2-(4-Pyridyl)-9-N-phenylamino-7-[6-(p-tolyl)pyridazin-3-yl]-pyrazolo[3,4-d]-1,2,4-triazolo-[5,1-f] pyrimidine (11c).
Yield: 61 %; yellow flakes, mp >320 °C (from dioxane); IR ν max cm-1: 3375, 3095, 2921, 1599; 1H-NMR δ: 2.53 (d, 3H, p-CH3-tolyl), 7.08 (t, 1H, H4-Ph, J = 7.4 Hz), 7.30 (m, 2H+2H, H-toly+H-phenyl), 7.50 (d, 2H, pyridyl, J = 8.0 Hz), 7.82 (d, 2H, H2, H6-tolyl, J = 8.0 Hz), 8.06 (d, 2H, H2, H6- Ph, J = 7.9 Hz), 8.25 (d, 1H, H5-pyridazine, J = 9.1 Hz), 8.39 (d, 1H, H4-pyridazine, J = 9.1 Hz), 8.47 (s, 1H, pyrimidine), 8.70 (d, 2H, pyridyl J = 8.0Hz): MS m/z (%): M+ 496 (100), 404 (70), 418 (61); Anal. Calc. for C28 H20N10 (496.53); C 67.73, H 4.00, N 28.21; Found : C 67.79, H 4.06, N 28.26.
2-(2-Furyl)-7-[6-(p-tolyl)pyridazin-3-yl]-pyrazolo[3,4-d]-1,2,4-triazolo[5,1-f]pyrimidine-9-carbonitrile (12a).
Yield: 46 %; beige solid, mp 230 °C (from dioxane); IR ν max cm-1: 3089, 2918, 2229, 1633. 1H-NMR δ: 2.35 ( s, 3H, p-CH3-tolyl), 7.07 (m, 1H, furyl), 7.31 (m, 2H-tolyl+1H-furyl), 8.09 (d, 2H, H2, H6-tolyl, J = 8.0 Hz), 8.15 (m, 1H, furyl), 8.28 (d, 1H, H5-pyridazine, J = 9.1 Hz), 8.45 (d, 1H, H4-pyridazine, J = 9.1 Hz), 8.70 (s, 1H, pyrimidine); MS m/z (%): M+ 419 (100), 393 (60), 352 (45); Anal.
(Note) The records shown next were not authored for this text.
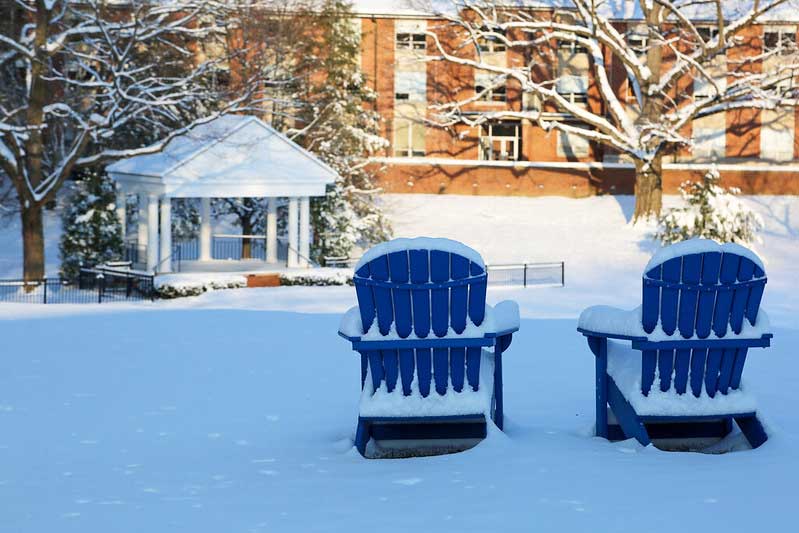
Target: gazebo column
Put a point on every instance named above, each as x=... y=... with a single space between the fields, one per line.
x=121 y=210
x=305 y=231
x=166 y=235
x=152 y=232
x=205 y=229
x=294 y=245
x=271 y=230
x=141 y=220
Calc. for C22 H13N9O (419.41); C 63.00, H 3.12, N 30.06; Found : C 62.99, H 3.15, N 30.02.
2-(2-Thienyl)-7-[6-(p-tolyl)pyridazin-3-yl]-pyrazolo[3,4-d]-1,2,4-triazolo[5,1-f]pyrimidine-9-carbonitrile (12b).
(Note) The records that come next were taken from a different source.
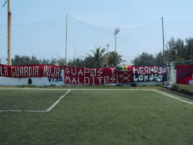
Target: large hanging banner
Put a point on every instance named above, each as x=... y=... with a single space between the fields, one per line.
x=89 y=76
x=24 y=71
x=149 y=73
x=185 y=74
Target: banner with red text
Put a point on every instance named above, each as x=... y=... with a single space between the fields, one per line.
x=184 y=74
x=24 y=71
x=149 y=73
x=89 y=76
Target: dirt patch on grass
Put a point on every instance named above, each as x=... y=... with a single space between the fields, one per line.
x=177 y=93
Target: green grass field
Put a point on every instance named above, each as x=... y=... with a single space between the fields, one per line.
x=94 y=117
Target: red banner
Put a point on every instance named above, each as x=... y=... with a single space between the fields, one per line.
x=89 y=76
x=149 y=73
x=24 y=71
x=125 y=74
x=185 y=74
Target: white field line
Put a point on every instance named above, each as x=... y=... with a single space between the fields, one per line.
x=39 y=111
x=72 y=89
x=51 y=107
x=35 y=111
x=173 y=97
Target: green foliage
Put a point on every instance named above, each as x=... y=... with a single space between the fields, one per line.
x=178 y=50
x=97 y=57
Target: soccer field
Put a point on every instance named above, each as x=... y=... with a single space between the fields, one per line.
x=94 y=117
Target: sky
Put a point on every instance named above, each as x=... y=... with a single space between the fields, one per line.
x=39 y=26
Yield: 40 %; beige solid, mp 262 °C (from dioxane); IR ν max cm-1:3104, 2917, 2224, 1630; 1H-NMR δ: 2.35 ( s, 3H, p-CH3-tolyl), 7.38 (m, 1H, thienyl), 7.44 (d, 2H, H3, H5-tolyl, J = 8.0 Hz), 7.80 (m, 1H, H-thienyl), 7.92 (m, 1H, thienyl), 8.05 (d, 2H, H2, H6- tolyl, J = 8.0 Hz ), 8.15 (d, 1H, H5- pyridazine, J = 9.1 Hz), 8.45 (d, 2H, H4-pyridazine, J = 9.1 Hz), 8.70 (s, 1H, pyrimidine); MS m/z (%): M+ 435 (91), 409 (100), 352 (70); Anal. Calc. for C22H13N9S (435.47): C 60.68, H 3.01, N 28.95, S 7.36; Found : C 60.59, H 3.08, N 28.91, S 7.33.
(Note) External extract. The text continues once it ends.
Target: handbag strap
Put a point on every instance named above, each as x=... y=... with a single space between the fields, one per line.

2-(4-Pyridyl)-7-[6-(p-tolyl)pyridazin-3-yl]-pyrazolo[3,4-d]-1,2,4-triazolo[5,1-f]pyrimidine-9-carbonitrile (12c).
Yield: 70 %; pale brown crystals, mp 320 °C (from EtOH); IR ν max cm-1: 3090, 2933, 2228, 1635; 1H-NMR δ: 2.44 (d, 3H, p-CH3-tolyl), 7.31 (d, 2H, H3, H5-tolyl, J = 8.0 Hz), 7.72 (d, 2H, pyridyl, J = 8.0 Hz), 8.06 (d, 2H, H2, H6-tolyl, J = 8.4 Hz), 8.13(d, 1H, H5-pyridazine, , J = 9.1 Hz), 8.52 (d, 1H, H4-pyridazine, J = 9.1 Hz), 8.62 (s, 1H, pyrimidine), 8.75 (d, 2H, pyridyl J = 8.0 Hz); MS m/z (%): M+ 430 (100), 404 (78), 352 (60); Anal. Calc. for C23 H14N10 (430.43): C 64.18, H 3.28, N 32.54; Found : C 64.22, H 3.20, N 32.55.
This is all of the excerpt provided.